Version: (using KDE 3.5.9) Installed from: Ubuntu Packages OS: Linux I often like have many Konsole _windows_ open at once (i.e. on multiple desktops). There are two ways to achieve this: 1. Start multiple processes. 2. Start a single process and detach multiple sessions. The first of these entails (on my machine) ~13MB resident memory consumption. This can quickly add up to using lots of memory. The second of these is more practical, but it not scriptable. I'd like to create a script that checks to see if there is a running Konsole process. If there isn't: start one. If there is: create a new session and detach it. A simple way to allow this would be to expose a "detach" function through DCOP. (Another way would be for Konsole to include the above logic internally, i.e. only ever have a single Konsole process on the system, a la more recent versions of Firefox.) Thanks, Mike.

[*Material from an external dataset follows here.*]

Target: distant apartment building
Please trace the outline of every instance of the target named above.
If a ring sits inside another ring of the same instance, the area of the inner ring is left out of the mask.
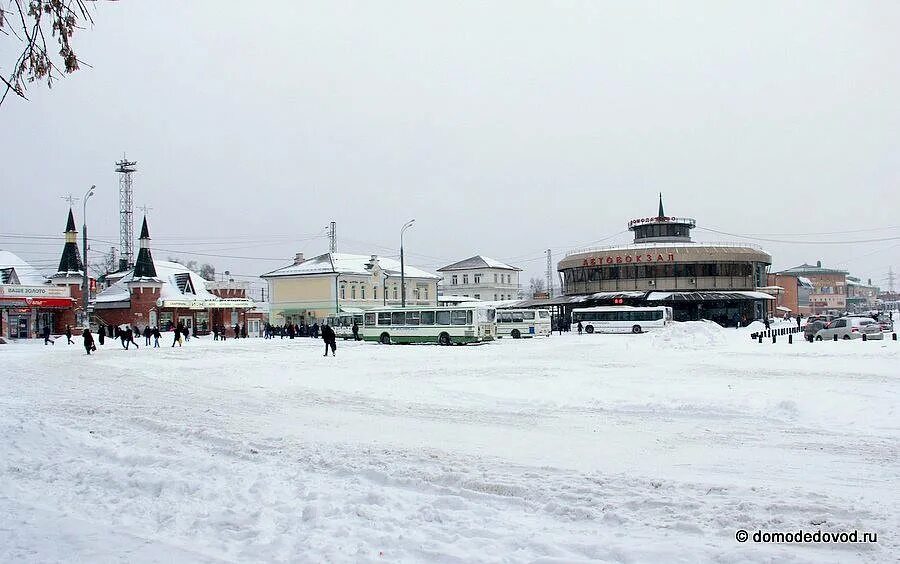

> The first of these entails (on my machine) ~13MB resident memory consumption. The memory for each process is roughly: (resident - shared) + (shared / number_of_processes_sharing) Konsole itself is very small and most of that shared memory will be for Qt and KDE libraries - so we can effectively ignore it. That leaves a cost of (resident-shared) for each process. Using the default Konsole settings this works out at about ~3MB on an i386 system. > i.e. only ever have a single Konsole process on the system, > a la more recent versions of Firefox. In KDE 4 Konsole does do this, except when Konsole is started with a controlling terminal - in which case a new proces is started so that it can inherit the environment of the controlling terminal.
Fixed in KDE 4, except when started from a terminal, new Konsole instances will re-use an existing process. When started from a terminal, a new process is started so that the environment of the terminal can be inherited.